Parks is one of the most historically recognizable Spingarn Medal recipients; her story of “quiet courage” is taught in schools and commemorated with dedications and honors across the globe, far beyond America, where she’s also recipient of the Presidential Medal of Freedom and the Congressional Gold Medal. But because of Parks’ international celebrity, she’s an excellent “way in” to the historic significance of the Spingarn Medal, and most importantly, the individuals it recognizes.
Established in 1914 by Joel Elias Spingarn — former owner of Troutbeck, chairman of the Board of Directors of the NAACP and one of its first Jewish leaders — the Spingarn Medal was to be awarded annually in perpetuity to “the man or woman of African descent and American citizenship who shall have made the highest achievement during the preceding year or years in any honorable field.”
The Spingarn Medal was established just five years after the NAACP was founded — by W.E.B. Du Bois, Mary Ovington, Moorfield Storey and Ida B. Wells — and two years before Joel Spingarn, his wife Amy and brother Arthur, hosted a seminal early NAACP meeting here at Troutbeck, their home. This commemorative gesture on Spingarn’s part was not the culmination of a life in civil rights, but rather a mid-life act, consistent with ongoing pursuit of racial justice: as a former delegate for the Progressive Party at the national conventions of 1912 and 1916, he twice failed at adding a statement against racial discrimination to the party's platform, but he sought new and creative ways to fight discrimination.

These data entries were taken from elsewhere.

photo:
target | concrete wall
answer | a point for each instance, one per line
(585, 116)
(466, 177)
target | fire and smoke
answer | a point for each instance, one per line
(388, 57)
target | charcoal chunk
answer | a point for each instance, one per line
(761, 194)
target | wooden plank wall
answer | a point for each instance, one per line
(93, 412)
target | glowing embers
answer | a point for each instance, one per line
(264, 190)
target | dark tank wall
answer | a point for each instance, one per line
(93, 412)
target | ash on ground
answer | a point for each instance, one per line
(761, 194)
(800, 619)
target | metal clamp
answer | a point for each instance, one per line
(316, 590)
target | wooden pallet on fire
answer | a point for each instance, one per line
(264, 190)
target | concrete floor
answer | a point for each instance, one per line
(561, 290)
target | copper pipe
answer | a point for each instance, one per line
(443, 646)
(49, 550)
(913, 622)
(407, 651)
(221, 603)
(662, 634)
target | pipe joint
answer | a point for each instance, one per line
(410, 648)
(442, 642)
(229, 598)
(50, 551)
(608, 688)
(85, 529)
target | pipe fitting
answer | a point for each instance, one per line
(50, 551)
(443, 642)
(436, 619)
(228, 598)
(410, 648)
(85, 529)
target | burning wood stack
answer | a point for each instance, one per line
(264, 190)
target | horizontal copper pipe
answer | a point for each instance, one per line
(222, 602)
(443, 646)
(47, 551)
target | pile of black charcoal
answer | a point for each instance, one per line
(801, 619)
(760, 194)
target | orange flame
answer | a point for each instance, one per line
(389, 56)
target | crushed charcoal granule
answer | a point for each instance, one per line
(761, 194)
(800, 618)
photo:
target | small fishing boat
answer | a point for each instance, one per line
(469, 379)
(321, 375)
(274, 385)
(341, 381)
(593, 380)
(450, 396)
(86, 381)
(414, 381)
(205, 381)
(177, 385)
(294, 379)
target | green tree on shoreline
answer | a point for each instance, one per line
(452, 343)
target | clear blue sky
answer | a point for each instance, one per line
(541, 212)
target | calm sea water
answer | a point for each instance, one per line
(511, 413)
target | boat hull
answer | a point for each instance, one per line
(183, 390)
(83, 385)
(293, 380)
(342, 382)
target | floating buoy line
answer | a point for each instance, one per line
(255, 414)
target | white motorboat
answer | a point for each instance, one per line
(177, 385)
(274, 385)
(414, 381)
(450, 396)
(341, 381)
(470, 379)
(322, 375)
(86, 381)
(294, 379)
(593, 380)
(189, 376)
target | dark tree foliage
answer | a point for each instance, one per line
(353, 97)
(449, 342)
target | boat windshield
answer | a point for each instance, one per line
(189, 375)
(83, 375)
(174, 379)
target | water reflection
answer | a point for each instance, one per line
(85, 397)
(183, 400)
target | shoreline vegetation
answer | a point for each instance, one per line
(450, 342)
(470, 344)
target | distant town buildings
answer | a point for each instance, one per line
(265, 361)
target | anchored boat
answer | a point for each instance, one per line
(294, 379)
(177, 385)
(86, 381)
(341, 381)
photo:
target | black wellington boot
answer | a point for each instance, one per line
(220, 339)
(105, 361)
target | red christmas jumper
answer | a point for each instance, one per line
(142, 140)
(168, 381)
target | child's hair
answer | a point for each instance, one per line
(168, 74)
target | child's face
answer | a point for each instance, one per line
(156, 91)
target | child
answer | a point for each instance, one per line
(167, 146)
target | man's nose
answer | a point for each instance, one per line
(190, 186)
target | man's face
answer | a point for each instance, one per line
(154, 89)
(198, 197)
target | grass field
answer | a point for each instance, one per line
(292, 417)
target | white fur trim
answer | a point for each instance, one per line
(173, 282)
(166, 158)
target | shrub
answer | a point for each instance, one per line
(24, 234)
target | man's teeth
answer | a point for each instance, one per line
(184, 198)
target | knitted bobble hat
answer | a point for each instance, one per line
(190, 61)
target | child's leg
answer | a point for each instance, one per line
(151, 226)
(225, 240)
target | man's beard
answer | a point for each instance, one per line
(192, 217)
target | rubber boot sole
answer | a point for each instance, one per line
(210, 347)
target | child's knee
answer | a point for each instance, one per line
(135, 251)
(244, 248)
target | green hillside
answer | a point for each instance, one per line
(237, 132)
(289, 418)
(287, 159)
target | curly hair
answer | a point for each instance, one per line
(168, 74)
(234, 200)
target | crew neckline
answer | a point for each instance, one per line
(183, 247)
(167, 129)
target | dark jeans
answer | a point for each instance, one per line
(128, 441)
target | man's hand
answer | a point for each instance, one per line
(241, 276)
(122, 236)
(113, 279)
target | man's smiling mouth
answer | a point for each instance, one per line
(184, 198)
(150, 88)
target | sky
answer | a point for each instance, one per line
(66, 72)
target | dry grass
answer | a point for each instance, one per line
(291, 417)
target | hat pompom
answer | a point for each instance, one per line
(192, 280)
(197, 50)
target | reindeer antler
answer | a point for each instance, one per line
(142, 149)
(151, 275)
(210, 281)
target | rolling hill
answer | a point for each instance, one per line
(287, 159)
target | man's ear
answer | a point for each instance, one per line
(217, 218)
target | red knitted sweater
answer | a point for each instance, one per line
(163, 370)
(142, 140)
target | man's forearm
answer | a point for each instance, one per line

This February 4th, on Rosa Parks birthday, we take the chance to revisit the Spingarn Medal and its extraordinary recipients. While many, like Parks, are familiar names woven into the collective consciousness—such as Martin Luther King Jr., Harry Belafonte, Sidney Poitier, Duke Ellington, General Colin Powell and Maya Angelou—it’s illuminating, dually important and inspiring to familiarize oneself with all the Spingarn Medal recipients, particularly those who may not have made headlines or have national holidays dedicated to them, but which the medal recognizes for their extraordinary contributions to Black community and its progress. Tracing the recipients is a lesson in Black history, an inspiring path for all those who visit, work with or simply appreciate Troutbeck.
As the Troutbeck Symposium, in its third year, draws near on May 2, 2024, we'd like to shine a light on late-1920s and 1930s recipients, educators Mordecai Wyatt Johnson, Henry Hunt, Robert Russa Moton, William Taylor Burwell Williams, Mary McLeod Bethune and John Hope. The Troutbeck Symposium and our community partners support local educators, enabling students to pull narrative threads to reveal under-told histories of marginalized people.